One of the challenges of developing new and front-line managers is to enable them to make sense of organisational strategy in their context. Strategy is usually seen as the domain of senior leadership, and strategic acumen as a competency that distinguishes top leaders. Strategy is at its clearest a rather fuzzy concept, and to bore front-line managers with arcane theories and definitions, and long-winded semantic distinctions between “mission” and “vision” for instance, would be a waste of time.
We aim to introduce first-time and first-line managers to the aspects of strategy that will actually enable them to do their work better.
It may be tempting to think that this comes down to some tactical, first strategic horizon type of stuff. Front-line managers are responsible for immediate performance, so perhaps they need to know how the organisation’s strategic goals inform their teams’ performance goals – in our experience, managers at this level do indeed find this kind of alignment useful. It is extremely valuable in lifting managers out of a silo view of performance, and enabling them to understand how the team you lead contribute alongside and more and more often in collaboration with other teams.

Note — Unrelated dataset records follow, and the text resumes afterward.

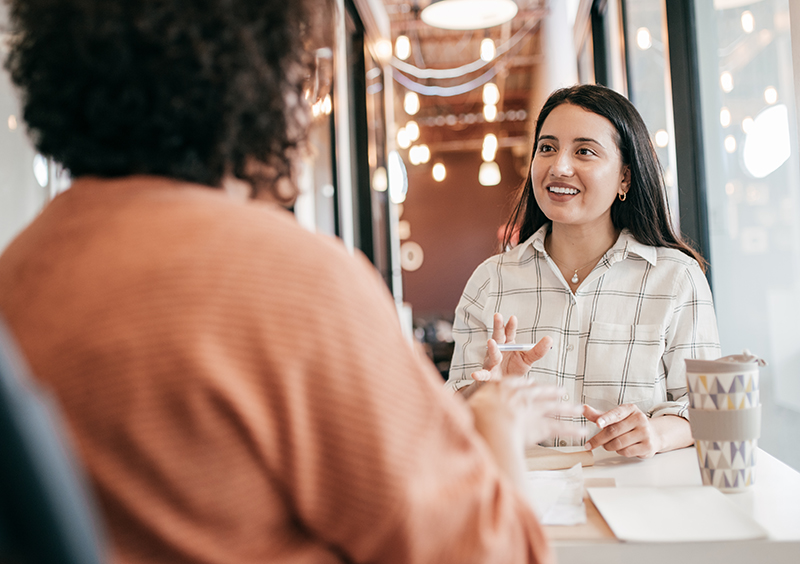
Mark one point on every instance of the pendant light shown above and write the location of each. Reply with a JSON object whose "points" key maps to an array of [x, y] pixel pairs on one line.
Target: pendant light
{"points": [[468, 14]]}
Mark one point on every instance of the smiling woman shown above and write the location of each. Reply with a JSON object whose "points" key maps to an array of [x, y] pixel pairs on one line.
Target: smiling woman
{"points": [[601, 272]]}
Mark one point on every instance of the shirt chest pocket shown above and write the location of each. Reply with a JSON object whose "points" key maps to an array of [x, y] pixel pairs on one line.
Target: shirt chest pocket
{"points": [[622, 364]]}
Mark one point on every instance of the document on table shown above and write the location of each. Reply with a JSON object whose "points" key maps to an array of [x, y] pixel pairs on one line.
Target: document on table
{"points": [[557, 495], [673, 514]]}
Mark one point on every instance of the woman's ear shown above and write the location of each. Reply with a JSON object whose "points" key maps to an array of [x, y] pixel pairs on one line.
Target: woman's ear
{"points": [[625, 185]]}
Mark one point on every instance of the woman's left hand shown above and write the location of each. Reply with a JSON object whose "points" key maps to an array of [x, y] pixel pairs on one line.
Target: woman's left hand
{"points": [[626, 430], [497, 365]]}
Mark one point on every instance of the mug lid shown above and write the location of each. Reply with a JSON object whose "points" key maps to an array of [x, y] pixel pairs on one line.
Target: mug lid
{"points": [[729, 363]]}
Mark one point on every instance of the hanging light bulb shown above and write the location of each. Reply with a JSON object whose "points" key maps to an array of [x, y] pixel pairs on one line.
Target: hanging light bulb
{"points": [[489, 174], [489, 149], [425, 153], [411, 103], [439, 172], [488, 49], [491, 94], [402, 47], [380, 180]]}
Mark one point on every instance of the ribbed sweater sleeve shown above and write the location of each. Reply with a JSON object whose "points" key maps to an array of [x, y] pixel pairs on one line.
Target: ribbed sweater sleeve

What they find much more useful, in our experience, is to understand how they contribute not just to a “bigger picture” of organisational performance, but also to a longer view.
The long strategic horizon for a front-line manager may not be what technological disruptions are imminent, where the business should pivot to stay relevant, or what acquisitions will enable it to grow faster.
Lifting the strategic horizon of front-line managers is about vision, mission and values, and perhaps especially values. Perhaps we’re not asking front-line managers to think about core capabilities, but we are inviting them to think about:

  • What kind of organisation is this?
  • What kind of people do I need on my team, now and for the future?
  • What kind of leader can I be in this organisation, and what kind of culture can I help grow?

These questions are immensely practical questions. They shape most of the “people management” decisions managers need to make in the organisation, from how they deal with the relentless onslaught of change, to how they take responsibility for hiring people, welcoming them into the organisation, enabling their performance, developing them, having those difficult conversations without delay, building great teams, and above all, challenging and developing themselves to grow into the leaders that the organisation need to succeed in the long term.